Recenzje >> Książki >> Nasi przyjaciele z Frolixa 8

| | A A


Autor: Nivo
Data dodania: 2009-10-09 17:02:45
Wyświetlenia: 6014

"Nasi przyjaciele z Frolixa 8", Philip Kindred Dick - recenzja

- Czy Bóg może latać? – spytał Denfeld. – Czy On może wyciągnąć ramiona i polecieć?
- Tak – odparła.
- Któregoś dnia… - Urwał. – Sądzę, że wszystkie żywe stworzenia zerwą się do lotu.

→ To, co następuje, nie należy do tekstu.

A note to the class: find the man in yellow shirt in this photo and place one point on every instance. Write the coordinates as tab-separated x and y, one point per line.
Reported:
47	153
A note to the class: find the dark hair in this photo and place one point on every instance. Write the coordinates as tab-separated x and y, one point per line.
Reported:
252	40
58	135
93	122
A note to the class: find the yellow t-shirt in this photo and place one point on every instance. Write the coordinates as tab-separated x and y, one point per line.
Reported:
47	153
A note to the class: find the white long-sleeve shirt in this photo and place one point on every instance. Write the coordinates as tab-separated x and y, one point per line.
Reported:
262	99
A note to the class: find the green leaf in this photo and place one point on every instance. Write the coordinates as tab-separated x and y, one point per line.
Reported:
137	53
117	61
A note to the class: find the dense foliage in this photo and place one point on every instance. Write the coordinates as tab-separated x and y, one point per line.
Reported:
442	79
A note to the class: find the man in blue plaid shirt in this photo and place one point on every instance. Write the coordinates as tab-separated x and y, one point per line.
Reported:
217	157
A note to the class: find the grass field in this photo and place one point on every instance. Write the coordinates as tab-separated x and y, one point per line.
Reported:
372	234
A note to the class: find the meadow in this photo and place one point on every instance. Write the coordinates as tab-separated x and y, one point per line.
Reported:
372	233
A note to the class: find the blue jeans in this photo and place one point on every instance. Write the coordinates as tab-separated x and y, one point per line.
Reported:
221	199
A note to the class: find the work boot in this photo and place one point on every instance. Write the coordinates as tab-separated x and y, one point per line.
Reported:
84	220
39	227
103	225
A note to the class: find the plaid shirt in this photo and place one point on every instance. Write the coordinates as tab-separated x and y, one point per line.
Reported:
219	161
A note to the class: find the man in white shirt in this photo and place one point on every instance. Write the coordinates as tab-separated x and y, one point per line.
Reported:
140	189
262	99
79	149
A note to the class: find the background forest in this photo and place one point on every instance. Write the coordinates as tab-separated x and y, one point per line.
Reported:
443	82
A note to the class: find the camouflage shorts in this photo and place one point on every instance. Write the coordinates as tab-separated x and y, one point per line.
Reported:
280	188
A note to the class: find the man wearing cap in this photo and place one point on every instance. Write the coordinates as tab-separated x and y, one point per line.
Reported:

Każdy fan science fiction indagowany o twórczość jednego z najwybitniejszych przedstawicieli gatunku, Philipa Kindred Dicka, jednym tchem wymieni największe z jego książek: Płyńcie łzy moje, rzekł policjant, VALIS, Czy androidy śnią o elektrycznych owcach, czy też Trzy stygmaty Palmera Eldrichta. Zdaje się, iż klasa tych kilku wyjątkowych dzieł skutecznie zakrywa swym blaskiem resztę dorobku PKD – a trzeba pamiętać, że obejmuje on trzydzieści sześć powieści. Jedną z nich, w moim odczuciu na poły zapomnianą, bo wydaną w rok po rewelacyjnym Ubiku, jest Nasi przyjaciele z Frolixa 8.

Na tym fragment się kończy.